The search phrase was ‘TS=(‘medically unexplained symptoms’)’. Lemmatization rules ensured that both ‘symptom’ and ‘symptoms’ were included. See https://images.webofknowledge.com/images/help/WOK/hs_topic.html, accessed January 26 2017. I note that Web of Science includes Medline in its database.
FSS should not be confused with functional somatic symptoms (Mayou and Farmer, 2002), a similar sounding but different concept and one that I have omitted from the analysis to avoid unnecessary confusion.
Some articles do not operationalize MUS because they are not explicitly researched. Instead, focus is on single complaints such as ‘chronic lower back pain’ (3-7; 5-7), ‘idiopathic environmental intolerance’ (2-7), sometimes ‘attributed to electromagnetic fields’ (1-11) or ‘pseudoneurological symptoms’ (1-12). By connecting these conditions with MUS, the researchers manage to make their studies about something larger, but they also contribute to making the content of the category manifold and ambiguous.
The instrument is the Patient Health Questionnaire or PHQ-15, a checklist of 15 somatic symptoms for which ‘tissue abnormality’ is rarely found.
We may note that there is a contradiction in demanding a number of unexplained symptoms to determine cases of unexplained symptoms.

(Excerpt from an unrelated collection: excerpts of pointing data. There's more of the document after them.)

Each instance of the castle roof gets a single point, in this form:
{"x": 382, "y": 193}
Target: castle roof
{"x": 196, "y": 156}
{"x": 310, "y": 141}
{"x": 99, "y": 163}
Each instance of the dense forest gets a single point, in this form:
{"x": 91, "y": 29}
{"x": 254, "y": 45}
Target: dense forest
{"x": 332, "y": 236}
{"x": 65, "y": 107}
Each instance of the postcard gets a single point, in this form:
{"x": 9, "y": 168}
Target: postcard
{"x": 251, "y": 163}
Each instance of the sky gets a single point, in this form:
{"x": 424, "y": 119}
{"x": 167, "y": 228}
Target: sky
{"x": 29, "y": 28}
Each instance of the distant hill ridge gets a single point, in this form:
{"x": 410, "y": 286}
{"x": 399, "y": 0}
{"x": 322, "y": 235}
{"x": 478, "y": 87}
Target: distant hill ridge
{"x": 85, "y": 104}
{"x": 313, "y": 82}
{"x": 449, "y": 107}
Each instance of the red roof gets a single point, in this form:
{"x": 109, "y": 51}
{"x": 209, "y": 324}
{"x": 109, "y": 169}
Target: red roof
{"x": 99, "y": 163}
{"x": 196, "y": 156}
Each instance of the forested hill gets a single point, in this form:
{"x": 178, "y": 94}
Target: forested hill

The contradiction vanishes if we talk about category X and membership as predicated on a minimum number of phenomena Y: X and Y are thus homonyms, but not synonyms.
They used two screening instruments – Screening for Somatoform Symptoms or SOMS2 and the General Health Questionnaire or GHQ-12 – however, the threshold for inclusion was very low, excluding only patients who were are in perfect mental health (never having problems focusing, never losing sleep due to worry, always able to enjoy day-to-day activities, and so on).
Some opt instead to exclude symptoms that are gender-specific to avoid discriminating between male and female participants. For instance, one study excluded ‘menstrual symptoms’ due to the risk of a gender-skewed sample (see 5-8, 2010: 481).
Other classifications include ‘bodily distress syndrome’ (1-4; 7-8), ‘physical symptom disorder’ (1-5), ‘multisomatoform disorder’ (2-8), ‘somatic symptom disorder’ (1-17) and ‘the patient health questionnaire’ (4-1; 6-1).